Thinking into the Future: Latent Lookahead Training for Transformers

arXiv cs.CL / 3/24/2026

💬 OpinionSignals & Early TrendsIdeas & Deep AnalysisModels & Research

Key Points

  • The paper argues that next-token autoregressive training makes models commit to a single continuation at every step and allocates equal compute per token, which can limit exploration and expressiveness.
  • It introduces “latent lookahead,” a training strategy where the model performs multi-step lookahead in latent space (recursively feeding hidden states) at selected sequence positions rather than sampling discrete future tokens.
  • The method supervises intermediate latent predictions against the next ground-truth tokens, explicitly encouraging the model to “think ahead” and refine what it will generate next.
  • Experiments show latent lookahead substantially improves performance over both autoregressive and non-autoregressive baselines on planning-heavy tasks including maze solving, Sudoku, and ProsQA, where foresight matters.

Abstract

Autoregressive language models trained with next-token prediction generate text by sampling one discrete token at a time. Although very scalable, this objective forces the model to commit at every step, preventing it from exploring or reflecting upon multiple plausible continuations.

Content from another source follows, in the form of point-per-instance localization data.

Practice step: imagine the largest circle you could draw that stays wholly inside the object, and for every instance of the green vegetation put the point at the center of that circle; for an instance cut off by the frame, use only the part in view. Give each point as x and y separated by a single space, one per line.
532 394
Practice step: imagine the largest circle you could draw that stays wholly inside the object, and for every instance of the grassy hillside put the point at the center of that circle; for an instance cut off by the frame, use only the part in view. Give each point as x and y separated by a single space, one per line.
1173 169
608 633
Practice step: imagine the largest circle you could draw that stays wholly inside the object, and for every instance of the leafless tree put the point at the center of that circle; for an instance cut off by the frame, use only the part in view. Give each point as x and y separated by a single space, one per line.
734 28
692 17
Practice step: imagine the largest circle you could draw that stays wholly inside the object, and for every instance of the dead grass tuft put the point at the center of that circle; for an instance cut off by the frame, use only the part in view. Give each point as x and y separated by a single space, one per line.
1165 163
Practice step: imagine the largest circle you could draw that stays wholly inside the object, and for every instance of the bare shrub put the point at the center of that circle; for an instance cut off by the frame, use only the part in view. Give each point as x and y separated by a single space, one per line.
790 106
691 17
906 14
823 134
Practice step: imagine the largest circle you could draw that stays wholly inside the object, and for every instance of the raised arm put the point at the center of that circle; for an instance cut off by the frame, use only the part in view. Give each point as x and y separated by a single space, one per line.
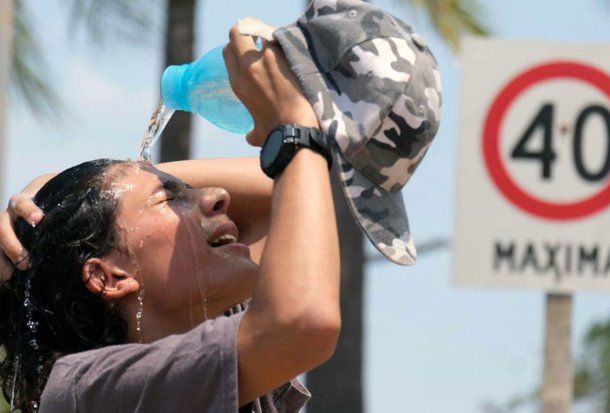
293 321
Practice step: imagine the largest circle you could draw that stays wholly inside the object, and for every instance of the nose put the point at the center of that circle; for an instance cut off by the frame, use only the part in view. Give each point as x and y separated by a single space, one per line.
214 201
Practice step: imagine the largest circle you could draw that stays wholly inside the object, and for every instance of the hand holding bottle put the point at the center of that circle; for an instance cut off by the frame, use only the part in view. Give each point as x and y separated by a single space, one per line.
264 82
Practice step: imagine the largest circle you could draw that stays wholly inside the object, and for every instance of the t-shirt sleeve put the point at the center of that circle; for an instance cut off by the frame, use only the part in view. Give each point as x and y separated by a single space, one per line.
195 371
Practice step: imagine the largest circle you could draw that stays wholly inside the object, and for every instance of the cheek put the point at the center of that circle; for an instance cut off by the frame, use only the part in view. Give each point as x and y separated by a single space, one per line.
171 255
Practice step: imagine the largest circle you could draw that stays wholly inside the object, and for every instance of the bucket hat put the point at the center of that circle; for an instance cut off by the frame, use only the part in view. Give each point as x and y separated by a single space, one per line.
375 88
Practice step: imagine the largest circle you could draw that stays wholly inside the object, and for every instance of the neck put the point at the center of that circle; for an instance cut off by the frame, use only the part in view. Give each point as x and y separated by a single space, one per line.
156 324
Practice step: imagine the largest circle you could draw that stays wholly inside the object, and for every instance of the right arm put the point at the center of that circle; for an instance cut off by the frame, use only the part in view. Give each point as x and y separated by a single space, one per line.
293 321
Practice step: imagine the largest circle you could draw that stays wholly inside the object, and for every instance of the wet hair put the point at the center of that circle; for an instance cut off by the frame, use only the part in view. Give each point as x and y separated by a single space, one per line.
46 311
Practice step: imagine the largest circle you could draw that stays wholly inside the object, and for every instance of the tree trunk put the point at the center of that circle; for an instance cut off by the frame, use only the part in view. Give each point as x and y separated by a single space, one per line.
6 41
179 49
336 386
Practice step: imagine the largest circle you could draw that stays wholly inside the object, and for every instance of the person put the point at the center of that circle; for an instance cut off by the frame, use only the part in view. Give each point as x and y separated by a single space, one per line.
126 282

Furthermore, the compute allocation across tokens is uniform; every token is formed based on a single forward-pass, potentially limiting the model's expressiveness in cases where difficult tokens require inherently more compute. Towards addressing these limitations, we introduce latent lookahead, a training strategy that enables models to "think" before generating: at selected positions in the sequence, before committing to the next token, the model performs a multi-step lookahead in latent space. More precisely, instead of sampling future tokens, we leverage the network's latent space by recursively feeding its hidden states back into the context for \tau steps, investing more compute on predicting that token. This produces \tau latent predictions that are supervised against the next \tau ground-truth tokens, encouraging the model to "lookahead" and refine its prediction. We show that latent lookahead substantially outperforms both autoregressive and non-autoregressive baselines on planning tasks such as maze solving, Sudoku, and ProsQA, where foresight is essential.